Etiology: Nerve damage during tooth extraction When mandibular impacted third molar is removed, the root of the tooth is close to the inferior alveolar nerve because the tooth position is too low; or the operation is too rough, which can cause nerve damage.
Clinical manifestations: Nerve damage during tooth extraction The phrenic nerve may be damaged during extraction of mandibular bicuspids and molars. If the phrenic nerve is damaged only by flap or other operation, the nerve function can be removed within months. Recovery; if it is cut off at the palatine foramen, numbness or paresthesia of the lower lip and palatal area may occur, and recovery is not easy; buccal nerve may be damaged when the molars are removed, and buccal numbness may occur on the same side; Tooth extraction may damage the inferior alveolar, lingual, and buccal nerves, and numbness on the ipsilateral lower lip, cheek, or tongue half.
Key points for diagnosis:
More injuries, history of surgery or extraction history.

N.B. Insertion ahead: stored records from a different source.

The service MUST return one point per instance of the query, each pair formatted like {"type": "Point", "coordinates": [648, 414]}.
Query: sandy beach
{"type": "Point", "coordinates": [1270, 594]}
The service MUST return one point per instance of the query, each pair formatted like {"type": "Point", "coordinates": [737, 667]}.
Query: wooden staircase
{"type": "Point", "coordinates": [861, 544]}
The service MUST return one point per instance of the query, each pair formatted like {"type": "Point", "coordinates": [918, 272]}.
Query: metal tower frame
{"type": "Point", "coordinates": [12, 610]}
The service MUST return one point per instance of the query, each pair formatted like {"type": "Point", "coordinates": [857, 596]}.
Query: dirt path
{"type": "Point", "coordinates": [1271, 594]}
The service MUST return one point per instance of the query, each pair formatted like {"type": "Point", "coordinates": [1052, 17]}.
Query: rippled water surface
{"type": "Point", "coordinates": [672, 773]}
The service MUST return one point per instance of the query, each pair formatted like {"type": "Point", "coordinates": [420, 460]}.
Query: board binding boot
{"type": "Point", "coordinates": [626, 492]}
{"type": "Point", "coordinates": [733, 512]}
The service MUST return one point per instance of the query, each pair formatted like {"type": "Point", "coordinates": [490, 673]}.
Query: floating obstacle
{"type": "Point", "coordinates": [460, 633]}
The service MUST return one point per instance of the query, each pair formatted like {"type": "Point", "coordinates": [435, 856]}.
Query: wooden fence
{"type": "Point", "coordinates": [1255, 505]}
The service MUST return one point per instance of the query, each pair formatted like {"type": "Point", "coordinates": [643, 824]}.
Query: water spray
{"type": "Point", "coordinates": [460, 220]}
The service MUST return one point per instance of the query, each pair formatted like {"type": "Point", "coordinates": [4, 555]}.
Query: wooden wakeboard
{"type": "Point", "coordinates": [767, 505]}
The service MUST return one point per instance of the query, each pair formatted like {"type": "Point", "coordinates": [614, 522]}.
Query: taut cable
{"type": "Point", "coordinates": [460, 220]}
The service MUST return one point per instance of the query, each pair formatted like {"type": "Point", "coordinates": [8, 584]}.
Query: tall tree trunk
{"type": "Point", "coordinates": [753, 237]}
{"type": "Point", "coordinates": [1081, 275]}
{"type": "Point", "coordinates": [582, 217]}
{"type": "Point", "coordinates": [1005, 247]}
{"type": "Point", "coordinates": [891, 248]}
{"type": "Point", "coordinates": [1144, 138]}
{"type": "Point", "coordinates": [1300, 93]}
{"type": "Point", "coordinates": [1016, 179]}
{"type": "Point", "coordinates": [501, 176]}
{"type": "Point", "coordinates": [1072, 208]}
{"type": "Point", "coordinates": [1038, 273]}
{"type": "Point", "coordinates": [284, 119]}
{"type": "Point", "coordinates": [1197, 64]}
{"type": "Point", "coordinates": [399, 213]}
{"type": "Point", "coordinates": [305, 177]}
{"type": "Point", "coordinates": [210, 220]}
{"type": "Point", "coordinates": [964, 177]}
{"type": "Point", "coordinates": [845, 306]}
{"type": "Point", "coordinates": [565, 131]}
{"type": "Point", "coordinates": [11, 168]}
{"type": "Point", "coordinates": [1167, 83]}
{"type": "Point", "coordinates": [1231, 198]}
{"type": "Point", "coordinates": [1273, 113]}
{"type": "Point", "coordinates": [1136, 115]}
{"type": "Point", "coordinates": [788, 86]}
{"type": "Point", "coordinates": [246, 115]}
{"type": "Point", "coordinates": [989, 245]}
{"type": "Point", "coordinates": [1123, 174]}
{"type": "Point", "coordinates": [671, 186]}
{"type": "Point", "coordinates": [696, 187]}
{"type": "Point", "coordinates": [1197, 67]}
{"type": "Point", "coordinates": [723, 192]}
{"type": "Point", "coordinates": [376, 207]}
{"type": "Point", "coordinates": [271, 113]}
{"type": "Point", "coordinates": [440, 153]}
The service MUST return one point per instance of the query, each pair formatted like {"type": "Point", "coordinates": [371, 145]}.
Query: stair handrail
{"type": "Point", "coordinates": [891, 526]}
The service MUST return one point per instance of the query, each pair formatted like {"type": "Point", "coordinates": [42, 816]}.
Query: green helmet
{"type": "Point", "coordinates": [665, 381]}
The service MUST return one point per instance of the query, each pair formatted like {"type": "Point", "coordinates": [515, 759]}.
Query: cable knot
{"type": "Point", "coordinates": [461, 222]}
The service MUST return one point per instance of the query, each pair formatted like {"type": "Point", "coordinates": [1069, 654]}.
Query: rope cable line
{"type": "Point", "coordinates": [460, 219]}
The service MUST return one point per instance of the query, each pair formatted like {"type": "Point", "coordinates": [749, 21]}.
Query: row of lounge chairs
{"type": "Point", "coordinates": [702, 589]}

Paresthesia, pain, or numbness in the nerve distribution area.
Clinical examinations are hypoaesthesia and tactile loss or disappearance.

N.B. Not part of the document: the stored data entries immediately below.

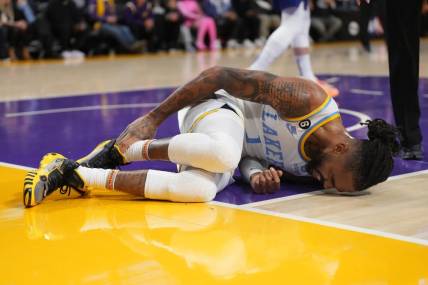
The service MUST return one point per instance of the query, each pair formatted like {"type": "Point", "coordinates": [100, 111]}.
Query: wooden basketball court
{"type": "Point", "coordinates": [298, 236]}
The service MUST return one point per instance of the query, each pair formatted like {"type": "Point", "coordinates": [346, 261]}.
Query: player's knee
{"type": "Point", "coordinates": [225, 152]}
{"type": "Point", "coordinates": [193, 186]}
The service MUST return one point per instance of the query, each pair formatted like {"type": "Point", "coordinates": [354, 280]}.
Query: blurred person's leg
{"type": "Point", "coordinates": [302, 54]}
{"type": "Point", "coordinates": [403, 26]}
{"type": "Point", "coordinates": [265, 25]}
{"type": "Point", "coordinates": [172, 33]}
{"type": "Point", "coordinates": [253, 26]}
{"type": "Point", "coordinates": [365, 14]}
{"type": "Point", "coordinates": [319, 26]}
{"type": "Point", "coordinates": [291, 25]}
{"type": "Point", "coordinates": [333, 26]}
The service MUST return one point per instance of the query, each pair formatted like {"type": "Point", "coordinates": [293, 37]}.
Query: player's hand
{"type": "Point", "coordinates": [359, 2]}
{"type": "Point", "coordinates": [142, 128]}
{"type": "Point", "coordinates": [267, 181]}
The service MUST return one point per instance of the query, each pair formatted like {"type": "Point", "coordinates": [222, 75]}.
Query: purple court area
{"type": "Point", "coordinates": [72, 126]}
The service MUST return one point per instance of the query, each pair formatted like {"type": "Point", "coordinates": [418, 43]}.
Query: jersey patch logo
{"type": "Point", "coordinates": [305, 124]}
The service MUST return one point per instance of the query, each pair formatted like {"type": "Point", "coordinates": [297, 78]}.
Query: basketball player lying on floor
{"type": "Point", "coordinates": [229, 117]}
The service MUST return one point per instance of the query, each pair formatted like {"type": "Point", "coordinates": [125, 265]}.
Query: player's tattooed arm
{"type": "Point", "coordinates": [290, 97]}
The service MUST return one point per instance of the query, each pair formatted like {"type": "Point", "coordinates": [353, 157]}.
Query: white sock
{"type": "Point", "coordinates": [94, 177]}
{"type": "Point", "coordinates": [135, 152]}
{"type": "Point", "coordinates": [276, 44]}
{"type": "Point", "coordinates": [305, 67]}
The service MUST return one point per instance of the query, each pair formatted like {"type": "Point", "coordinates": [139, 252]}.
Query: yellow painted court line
{"type": "Point", "coordinates": [79, 109]}
{"type": "Point", "coordinates": [11, 165]}
{"type": "Point", "coordinates": [55, 96]}
{"type": "Point", "coordinates": [317, 192]}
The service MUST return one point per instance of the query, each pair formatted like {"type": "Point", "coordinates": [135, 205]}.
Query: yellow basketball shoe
{"type": "Point", "coordinates": [106, 155]}
{"type": "Point", "coordinates": [328, 88]}
{"type": "Point", "coordinates": [55, 172]}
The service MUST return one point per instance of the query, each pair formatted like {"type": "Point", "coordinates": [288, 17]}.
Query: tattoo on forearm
{"type": "Point", "coordinates": [289, 96]}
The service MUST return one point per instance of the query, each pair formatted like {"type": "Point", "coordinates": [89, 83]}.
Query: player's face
{"type": "Point", "coordinates": [332, 172]}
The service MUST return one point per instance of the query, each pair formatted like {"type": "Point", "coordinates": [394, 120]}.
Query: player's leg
{"type": "Point", "coordinates": [215, 144]}
{"type": "Point", "coordinates": [218, 139]}
{"type": "Point", "coordinates": [301, 50]}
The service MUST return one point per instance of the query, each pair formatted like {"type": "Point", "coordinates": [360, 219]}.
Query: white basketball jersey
{"type": "Point", "coordinates": [276, 141]}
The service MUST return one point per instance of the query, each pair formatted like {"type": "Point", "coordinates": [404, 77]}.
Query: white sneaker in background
{"type": "Point", "coordinates": [77, 54]}
{"type": "Point", "coordinates": [232, 44]}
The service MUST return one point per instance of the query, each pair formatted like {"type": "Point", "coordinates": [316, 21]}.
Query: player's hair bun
{"type": "Point", "coordinates": [384, 133]}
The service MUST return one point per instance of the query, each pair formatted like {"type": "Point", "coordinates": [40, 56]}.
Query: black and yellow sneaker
{"type": "Point", "coordinates": [106, 155]}
{"type": "Point", "coordinates": [55, 172]}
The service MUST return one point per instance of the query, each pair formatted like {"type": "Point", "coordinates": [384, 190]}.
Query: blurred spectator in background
{"type": "Point", "coordinates": [249, 30]}
{"type": "Point", "coordinates": [3, 38]}
{"type": "Point", "coordinates": [138, 16]}
{"type": "Point", "coordinates": [323, 20]}
{"type": "Point", "coordinates": [67, 26]}
{"type": "Point", "coordinates": [369, 11]}
{"type": "Point", "coordinates": [226, 19]}
{"type": "Point", "coordinates": [17, 19]}
{"type": "Point", "coordinates": [194, 17]}
{"type": "Point", "coordinates": [294, 31]}
{"type": "Point", "coordinates": [269, 20]}
{"type": "Point", "coordinates": [106, 21]}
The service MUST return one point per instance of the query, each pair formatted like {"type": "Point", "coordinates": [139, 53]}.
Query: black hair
{"type": "Point", "coordinates": [374, 160]}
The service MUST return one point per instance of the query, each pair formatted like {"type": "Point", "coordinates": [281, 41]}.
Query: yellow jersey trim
{"type": "Point", "coordinates": [311, 131]}
{"type": "Point", "coordinates": [318, 109]}
{"type": "Point", "coordinates": [200, 118]}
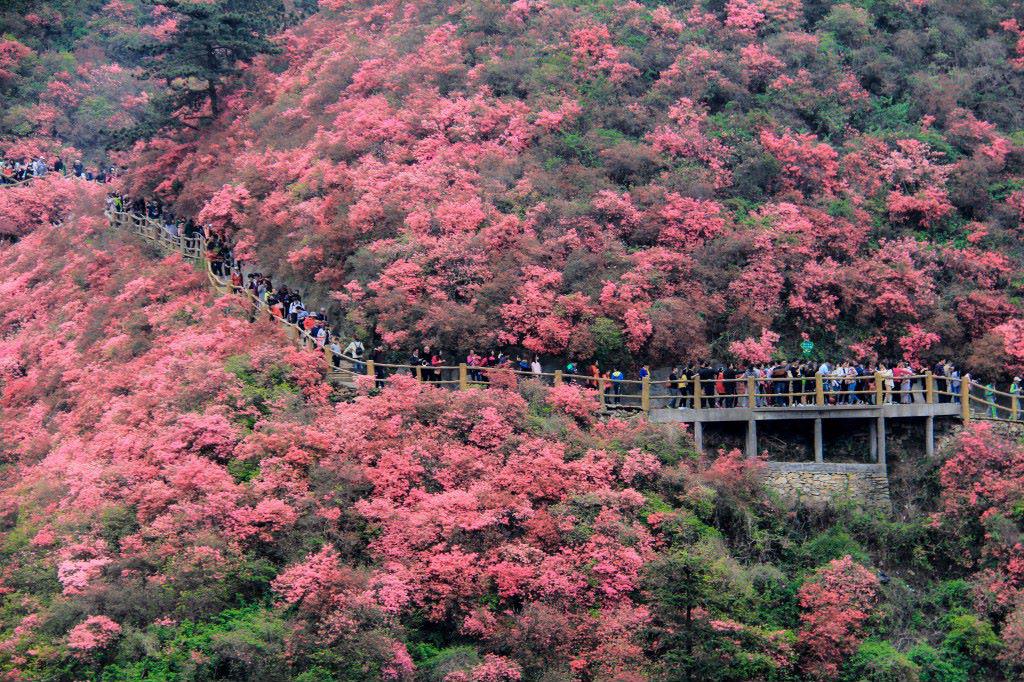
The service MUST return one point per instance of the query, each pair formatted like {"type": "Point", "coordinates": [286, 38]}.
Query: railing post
{"type": "Point", "coordinates": [966, 398]}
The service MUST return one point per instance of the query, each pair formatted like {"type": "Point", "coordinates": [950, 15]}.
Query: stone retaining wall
{"type": "Point", "coordinates": [818, 484]}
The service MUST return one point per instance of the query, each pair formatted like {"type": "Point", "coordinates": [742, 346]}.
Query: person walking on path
{"type": "Point", "coordinates": [356, 350]}
{"type": "Point", "coordinates": [616, 385]}
{"type": "Point", "coordinates": [990, 399]}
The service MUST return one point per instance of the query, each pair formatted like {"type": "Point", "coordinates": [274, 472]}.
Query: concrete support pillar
{"type": "Point", "coordinates": [819, 455]}
{"type": "Point", "coordinates": [930, 436]}
{"type": "Point", "coordinates": [872, 440]}
{"type": "Point", "coordinates": [881, 431]}
{"type": "Point", "coordinates": [752, 438]}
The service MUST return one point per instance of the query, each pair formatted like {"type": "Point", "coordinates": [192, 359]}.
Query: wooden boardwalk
{"type": "Point", "coordinates": [796, 399]}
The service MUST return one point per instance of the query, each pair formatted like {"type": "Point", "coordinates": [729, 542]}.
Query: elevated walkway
{"type": "Point", "coordinates": [801, 398]}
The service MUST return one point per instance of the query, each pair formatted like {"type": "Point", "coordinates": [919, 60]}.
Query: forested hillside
{"type": "Point", "coordinates": [645, 181]}
{"type": "Point", "coordinates": [185, 496]}
{"type": "Point", "coordinates": [186, 499]}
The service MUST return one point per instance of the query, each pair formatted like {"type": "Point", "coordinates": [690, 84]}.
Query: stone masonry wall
{"type": "Point", "coordinates": [818, 484]}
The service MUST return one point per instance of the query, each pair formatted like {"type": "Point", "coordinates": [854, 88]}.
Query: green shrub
{"type": "Point", "coordinates": [880, 662]}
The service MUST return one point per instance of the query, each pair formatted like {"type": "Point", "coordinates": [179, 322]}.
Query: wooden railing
{"type": "Point", "coordinates": [644, 394]}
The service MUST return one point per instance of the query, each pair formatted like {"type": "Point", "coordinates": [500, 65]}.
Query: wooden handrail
{"type": "Point", "coordinates": [194, 249]}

Treatment principles and plans:
(1) X-ray films should be taken before tooth extraction to understand the shape and position of the teeth and the relationship with the surrounding tissues. Pay particular attention to the positional relationship between the root and the inferior alveolar nerve. If the root of the tooth is close to or in communication with the mandibular canal, care must be taken during the operation to avoid scratching the alveolar socket. If the root of the tooth is accidentally pushed into the mandibular canal, do not forcefully remove it. Follow-up observation is possible.
(2) Treatment should be actively treated early. If there are opportunities and conditions for nerve reconnection, nerve anastomosis should be implemented as soon as possible. If conditions are not available, acupuncture, physical therapy, or hormones, vitamin B1, vitamin B12, etc. can be used to promote nerves. Recovery of functionality.